E-bibliothèque Commerce et Contrats La qualification d’agent commercial

La qualification d’agent commercial

03 Dec 2015

Le langage courant a tendance à désigner comme agent commercial tout représentant d’une entreprise chargé de la vente de ses produits ou services.

Toutefois, en droit, n’est agent commercial que celui qui répond aux conditions prévues par l’article L.134-1 du Code de commerce.

Seul l’agent qui répond aux conditions prévues par cet article peut prétendre à la protection applicable au statut d’agent commercial, à savoir, notamment, indemnité compensatrice du dommage occasionné par la rupture du contrat et indemnité de préavis.

La qualité d’agent commercial

Aux termes de l’article L.134-1 alinéa1 du Code de commerce, « l'agent commercial est un mandataire qui, à titre de profession indépendante, sans être lié par un contrat de louage de services, est chargé, de façon permanente, de négocier et, éventuellement, de conclure des contrats de vente, d'achat, de location ou de prestation de services, au nom et pour le compte de producteurs, d'industriels, de commerçants ou d'autres agents commerciaux. Il peut être une personne physique ou une personne morale ».

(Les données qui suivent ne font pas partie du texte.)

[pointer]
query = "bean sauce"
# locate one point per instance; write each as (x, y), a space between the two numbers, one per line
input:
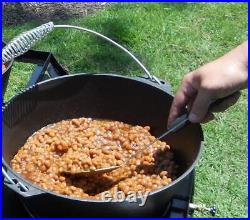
(85, 144)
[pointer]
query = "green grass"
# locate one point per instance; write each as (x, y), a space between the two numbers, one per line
(171, 39)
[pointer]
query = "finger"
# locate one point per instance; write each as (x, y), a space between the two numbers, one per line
(185, 93)
(209, 117)
(200, 107)
(226, 103)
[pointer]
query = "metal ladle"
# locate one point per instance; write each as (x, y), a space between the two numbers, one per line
(179, 123)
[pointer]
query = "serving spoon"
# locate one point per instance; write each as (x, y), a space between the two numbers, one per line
(179, 123)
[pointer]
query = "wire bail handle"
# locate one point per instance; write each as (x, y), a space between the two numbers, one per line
(23, 42)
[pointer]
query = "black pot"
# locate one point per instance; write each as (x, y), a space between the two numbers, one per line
(6, 76)
(131, 100)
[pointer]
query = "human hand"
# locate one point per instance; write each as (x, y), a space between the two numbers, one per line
(215, 80)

L’agent commercial doit être un mandataire

Selon une jurisprudence constante, est agent commercial celui qui agit pour un producteur, c’est-à-dire pour une personne exerçant une activité économique génératrice d’une circulation de biens ou de fourniture de services.

La qualité d’agent commercial est réservée à celui qui a un mandat permanent de négocier et le cas échéant de signer des contrats au nom et pour le compte du mandant. C’est une condition essentielle de l’application du régime d’agent commercial, conformément à l’article L. 134-1 du Code de commerce et à la position constante de la Cour de cassation.

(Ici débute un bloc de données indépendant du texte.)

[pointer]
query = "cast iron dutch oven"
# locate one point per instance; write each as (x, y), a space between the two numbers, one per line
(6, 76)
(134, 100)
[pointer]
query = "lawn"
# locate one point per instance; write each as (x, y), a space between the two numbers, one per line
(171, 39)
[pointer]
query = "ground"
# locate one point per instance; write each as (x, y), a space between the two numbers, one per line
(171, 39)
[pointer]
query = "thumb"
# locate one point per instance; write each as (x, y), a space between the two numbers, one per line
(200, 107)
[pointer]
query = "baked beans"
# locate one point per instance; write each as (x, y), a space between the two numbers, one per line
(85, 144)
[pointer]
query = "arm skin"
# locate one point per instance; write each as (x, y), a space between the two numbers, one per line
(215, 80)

Ainsi la Haute juridiction considère que ne peut être agent commercial le présentateur de produits non chargé de négocier des ventes (Cass. Com. 27-04-2011 n° 10-14851). Aussi, l’agent qui a une simple mission d’information ne peut pas se voir attribuer la qualité d’agent commercial (Cass. Com. 20-05-2008).

L’agent commercial peut agir pour le compte de plusieurs mandants (sous réserve de son obligation de non-concurrence).

Toutefois, selon l’article L.134-1 alinéa2 du Code de commerce « ne relèvent pas des dispositions du présent chapitre les agents dont la mission de représentation s'exerce dans le cadre d'activités économiques qui font l'objet, en ce qui concerne cette mission, de dispositions législatives particulières ». N’ont donc pas la qualité d’agents commerciaux, certains mandataires tels que les agents de voyages, les intermédiaires en opérations de banque ou encore les agents immobiliers.

L’agent commercial doit exercer son activité de manière indépendante

L’agent commercial doit exercer de façon indépendante ou sous forme sociétale. Il ne peut pas être titulaire d’un contrat de travail. En effet, il ne doit pas être sous la subordination de son mandant et c'est ce qui le distingue du vendeur salarié (Voyageur, Représentant ou Placier notamment).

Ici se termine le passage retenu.